If he has a normal IQ and just mild learning disabilities, keep in mind he doesn't HAVE to be in special ed classes. It's whatever his LRE will be when he starts school.

:hugehug You and Ryan are awseome!

Yeah his cognitive skills are right on par... and actually his language is great too, just 2 months behind as far as development goes. It's his behavior, social skills, and lack of using words AS communication that they decided to give that diagnosis. He also has gotten really picky and has a bit of an aversion to strange textured food, which we thought was normal considering he is two.. but that all together adds up.

Thanks for the support ladies! I guess I was just relieved to think things were over, only to realize they aren't. I love that little turd more than life itself and a diagnosis doesn't change a thing... I am going to be dropping out of school though to work with him. I can always get a degree, but I can't always spend this valuable time with him...

:hugs

Have you heard about the Son-rise program?

http://www.autismtreatmentcenter.org/

I think it's normal to be a little sad, but know you have an awseome little boy there. You got early intervention, and really that's the biggest mistake a lot of people make.



ITA :yes

Early intervention is so crucial! We did early intervention with Noah at barely 2 yrs old. There are so many parents out there who are in denial and refuse to get help. I have seen it first hand :no. You and Ryan are wonderful parents, and Riley will do great :).

I think it's normal to be a little sad, but know you have an awseome little boy there. You got early intervention, and really that's the biggest mistake a lot of people make.

If he has a normal IQ and just mild learning disabilities, keep in mind he doesn't HAVE to be in special ed classes. It's whatever his LRE will be when he starts school.

:hugehug You and Ryan are awseome!

:yes:yes

:hugs I can understand a little bit of sadness - but he's such a good, smart boy - I'm so glad you have such excellent people taking care of you guys :yes

I agree with Becca and Riley is so lucky to have 2 extremely wonderful parents that are going to do right by him. :hugs

Yeah his cognitive skills are right on par... and actually his language is great too, just 2 months behind as far as development goes. It's his behavior, social skills, and lack of using words AS communication that they decided to give that diagnosis. He also has gotten really picky and has a bit of an aversion to strange textured food, which we thought was normal considering he is two.. but that all together adds up.

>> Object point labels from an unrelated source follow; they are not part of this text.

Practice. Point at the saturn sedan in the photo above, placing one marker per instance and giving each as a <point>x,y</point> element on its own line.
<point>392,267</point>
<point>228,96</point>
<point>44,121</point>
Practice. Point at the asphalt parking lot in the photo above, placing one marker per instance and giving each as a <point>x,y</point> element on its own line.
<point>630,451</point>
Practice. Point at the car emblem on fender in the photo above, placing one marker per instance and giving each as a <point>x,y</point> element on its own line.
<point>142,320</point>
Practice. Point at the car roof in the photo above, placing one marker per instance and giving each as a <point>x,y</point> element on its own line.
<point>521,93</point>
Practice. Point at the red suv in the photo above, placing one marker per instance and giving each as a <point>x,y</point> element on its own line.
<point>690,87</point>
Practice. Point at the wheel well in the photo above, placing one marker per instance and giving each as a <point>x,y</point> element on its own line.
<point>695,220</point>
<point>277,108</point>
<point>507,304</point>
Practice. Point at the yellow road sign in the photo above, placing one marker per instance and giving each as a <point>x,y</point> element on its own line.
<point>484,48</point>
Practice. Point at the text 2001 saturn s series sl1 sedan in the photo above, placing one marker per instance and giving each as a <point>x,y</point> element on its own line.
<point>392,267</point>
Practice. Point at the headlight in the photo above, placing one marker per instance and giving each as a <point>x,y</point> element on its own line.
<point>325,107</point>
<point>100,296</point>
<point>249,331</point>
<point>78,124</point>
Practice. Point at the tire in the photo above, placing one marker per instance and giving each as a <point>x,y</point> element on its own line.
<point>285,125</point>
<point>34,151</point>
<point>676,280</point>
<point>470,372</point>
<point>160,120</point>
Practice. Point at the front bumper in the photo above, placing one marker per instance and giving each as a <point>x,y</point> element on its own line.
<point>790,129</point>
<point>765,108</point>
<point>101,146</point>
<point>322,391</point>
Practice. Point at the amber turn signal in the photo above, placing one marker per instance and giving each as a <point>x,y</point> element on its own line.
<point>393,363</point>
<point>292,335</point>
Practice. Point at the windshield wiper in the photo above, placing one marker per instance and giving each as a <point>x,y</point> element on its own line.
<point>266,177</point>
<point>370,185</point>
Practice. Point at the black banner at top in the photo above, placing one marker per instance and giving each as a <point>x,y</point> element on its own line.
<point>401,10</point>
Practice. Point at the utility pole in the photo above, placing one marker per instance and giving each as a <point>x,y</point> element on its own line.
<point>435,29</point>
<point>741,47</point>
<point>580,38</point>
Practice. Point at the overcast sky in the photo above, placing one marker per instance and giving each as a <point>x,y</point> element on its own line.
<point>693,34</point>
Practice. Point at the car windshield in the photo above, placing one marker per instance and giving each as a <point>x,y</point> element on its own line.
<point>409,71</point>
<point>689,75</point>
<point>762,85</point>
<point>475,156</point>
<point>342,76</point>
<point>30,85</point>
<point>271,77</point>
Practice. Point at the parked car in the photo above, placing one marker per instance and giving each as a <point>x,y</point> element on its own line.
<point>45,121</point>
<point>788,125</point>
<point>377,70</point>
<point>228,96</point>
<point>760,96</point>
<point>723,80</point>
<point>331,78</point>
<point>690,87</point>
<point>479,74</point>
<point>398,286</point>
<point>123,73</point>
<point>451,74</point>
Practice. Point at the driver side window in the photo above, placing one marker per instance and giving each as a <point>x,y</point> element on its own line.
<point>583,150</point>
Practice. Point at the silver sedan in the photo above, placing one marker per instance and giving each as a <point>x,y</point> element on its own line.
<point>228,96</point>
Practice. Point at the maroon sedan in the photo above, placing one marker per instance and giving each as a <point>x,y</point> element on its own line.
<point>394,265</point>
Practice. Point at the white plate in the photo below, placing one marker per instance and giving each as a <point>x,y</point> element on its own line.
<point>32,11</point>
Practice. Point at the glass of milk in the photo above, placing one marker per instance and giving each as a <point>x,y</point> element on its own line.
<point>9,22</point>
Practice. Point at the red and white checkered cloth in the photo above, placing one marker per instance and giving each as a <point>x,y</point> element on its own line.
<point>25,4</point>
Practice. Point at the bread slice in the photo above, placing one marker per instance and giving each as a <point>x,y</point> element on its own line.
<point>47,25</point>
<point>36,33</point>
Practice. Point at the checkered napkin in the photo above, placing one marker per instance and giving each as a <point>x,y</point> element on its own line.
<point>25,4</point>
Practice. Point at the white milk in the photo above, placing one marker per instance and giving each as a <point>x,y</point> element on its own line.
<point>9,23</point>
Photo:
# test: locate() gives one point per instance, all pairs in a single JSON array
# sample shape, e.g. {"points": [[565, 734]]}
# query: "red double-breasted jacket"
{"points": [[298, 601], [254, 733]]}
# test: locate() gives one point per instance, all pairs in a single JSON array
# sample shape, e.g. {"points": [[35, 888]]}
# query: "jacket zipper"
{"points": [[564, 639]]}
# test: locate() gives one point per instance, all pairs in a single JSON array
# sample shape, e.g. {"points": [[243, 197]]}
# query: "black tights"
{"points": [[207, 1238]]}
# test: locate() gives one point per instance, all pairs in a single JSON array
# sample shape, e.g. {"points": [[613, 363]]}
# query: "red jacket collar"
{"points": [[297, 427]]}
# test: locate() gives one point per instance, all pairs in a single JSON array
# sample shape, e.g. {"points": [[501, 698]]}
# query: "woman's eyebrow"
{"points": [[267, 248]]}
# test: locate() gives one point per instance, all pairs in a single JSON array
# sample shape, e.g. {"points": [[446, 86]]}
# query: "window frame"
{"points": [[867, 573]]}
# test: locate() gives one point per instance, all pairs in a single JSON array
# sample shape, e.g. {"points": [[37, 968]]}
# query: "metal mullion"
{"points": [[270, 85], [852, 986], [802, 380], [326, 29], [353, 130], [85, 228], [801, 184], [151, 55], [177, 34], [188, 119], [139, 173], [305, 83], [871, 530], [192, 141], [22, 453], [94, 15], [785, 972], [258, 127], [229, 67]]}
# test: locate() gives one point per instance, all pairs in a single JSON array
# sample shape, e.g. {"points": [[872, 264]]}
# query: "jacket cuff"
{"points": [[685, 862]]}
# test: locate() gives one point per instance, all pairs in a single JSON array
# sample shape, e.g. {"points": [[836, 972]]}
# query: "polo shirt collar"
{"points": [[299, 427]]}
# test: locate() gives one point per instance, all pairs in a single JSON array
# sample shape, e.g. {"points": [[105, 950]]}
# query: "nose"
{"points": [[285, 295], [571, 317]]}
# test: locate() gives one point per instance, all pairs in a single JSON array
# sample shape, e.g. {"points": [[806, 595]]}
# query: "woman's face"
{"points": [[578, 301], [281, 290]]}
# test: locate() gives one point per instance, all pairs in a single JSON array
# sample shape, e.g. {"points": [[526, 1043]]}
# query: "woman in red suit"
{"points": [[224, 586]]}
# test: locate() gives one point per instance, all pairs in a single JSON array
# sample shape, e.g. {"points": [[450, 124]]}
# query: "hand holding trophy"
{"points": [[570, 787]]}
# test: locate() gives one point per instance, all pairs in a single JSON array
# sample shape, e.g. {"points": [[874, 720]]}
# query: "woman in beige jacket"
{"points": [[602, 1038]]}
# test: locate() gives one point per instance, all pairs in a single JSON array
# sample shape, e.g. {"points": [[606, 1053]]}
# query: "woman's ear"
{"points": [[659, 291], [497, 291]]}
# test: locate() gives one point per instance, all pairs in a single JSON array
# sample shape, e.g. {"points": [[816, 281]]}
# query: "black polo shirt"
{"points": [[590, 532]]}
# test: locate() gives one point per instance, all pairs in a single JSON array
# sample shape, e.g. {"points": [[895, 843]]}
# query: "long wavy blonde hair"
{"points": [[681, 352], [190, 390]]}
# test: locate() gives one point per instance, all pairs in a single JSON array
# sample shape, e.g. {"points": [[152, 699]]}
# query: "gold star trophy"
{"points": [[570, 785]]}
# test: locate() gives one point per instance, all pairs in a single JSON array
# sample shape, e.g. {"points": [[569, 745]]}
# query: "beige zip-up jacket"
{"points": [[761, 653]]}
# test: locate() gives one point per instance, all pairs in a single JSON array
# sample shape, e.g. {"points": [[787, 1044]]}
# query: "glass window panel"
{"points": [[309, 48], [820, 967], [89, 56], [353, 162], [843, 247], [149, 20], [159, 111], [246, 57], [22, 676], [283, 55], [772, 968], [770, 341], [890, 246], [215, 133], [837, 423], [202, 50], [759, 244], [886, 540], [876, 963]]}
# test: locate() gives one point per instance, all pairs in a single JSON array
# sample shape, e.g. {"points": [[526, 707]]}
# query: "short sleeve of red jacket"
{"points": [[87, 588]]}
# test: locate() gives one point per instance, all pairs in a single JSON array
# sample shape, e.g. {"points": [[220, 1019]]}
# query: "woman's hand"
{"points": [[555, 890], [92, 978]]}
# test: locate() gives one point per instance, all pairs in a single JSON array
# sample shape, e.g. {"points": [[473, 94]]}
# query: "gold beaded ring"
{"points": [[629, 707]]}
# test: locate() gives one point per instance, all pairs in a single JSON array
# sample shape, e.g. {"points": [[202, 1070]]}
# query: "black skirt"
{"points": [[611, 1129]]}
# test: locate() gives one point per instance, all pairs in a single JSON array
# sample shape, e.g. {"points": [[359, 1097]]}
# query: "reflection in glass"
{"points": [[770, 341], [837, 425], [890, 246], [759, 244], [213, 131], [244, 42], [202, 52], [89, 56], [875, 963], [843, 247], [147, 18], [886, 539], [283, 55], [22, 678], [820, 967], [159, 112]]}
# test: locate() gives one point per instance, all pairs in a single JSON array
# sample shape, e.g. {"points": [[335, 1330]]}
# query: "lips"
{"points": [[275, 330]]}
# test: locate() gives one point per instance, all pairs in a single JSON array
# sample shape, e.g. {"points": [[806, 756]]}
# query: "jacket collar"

Thanks for the support ladies! I guess I was just relieved to think things were over, only to realize they aren't. I love that little turd more than life itself and a diagnosis doesn't change a thing... I am going to be dropping out of school though to work with him. I can always get a degree, but I can't always spend this valuable time with him...

AWW Trey, I can sort of know how you feel. Jacob makes me do the he's fine no he's not fine thing too. It makes it that much more frustrating I think then if they just fit either the "average" mold or the autism mold.

I am thinking good thoughts to you guys. I have the same plan in mind if Jacob gets officially DX. I won't be finishing school if he needs me more then future students. :) The waiting game sicks but at least now you KNOW what you are dealing with for certain and can focus in on it. Many many hugs to you and that adorable little guy of yours!

:hugs


I have complete faith that Riley will continue to do great. He has parents that care and will do anything to get him help.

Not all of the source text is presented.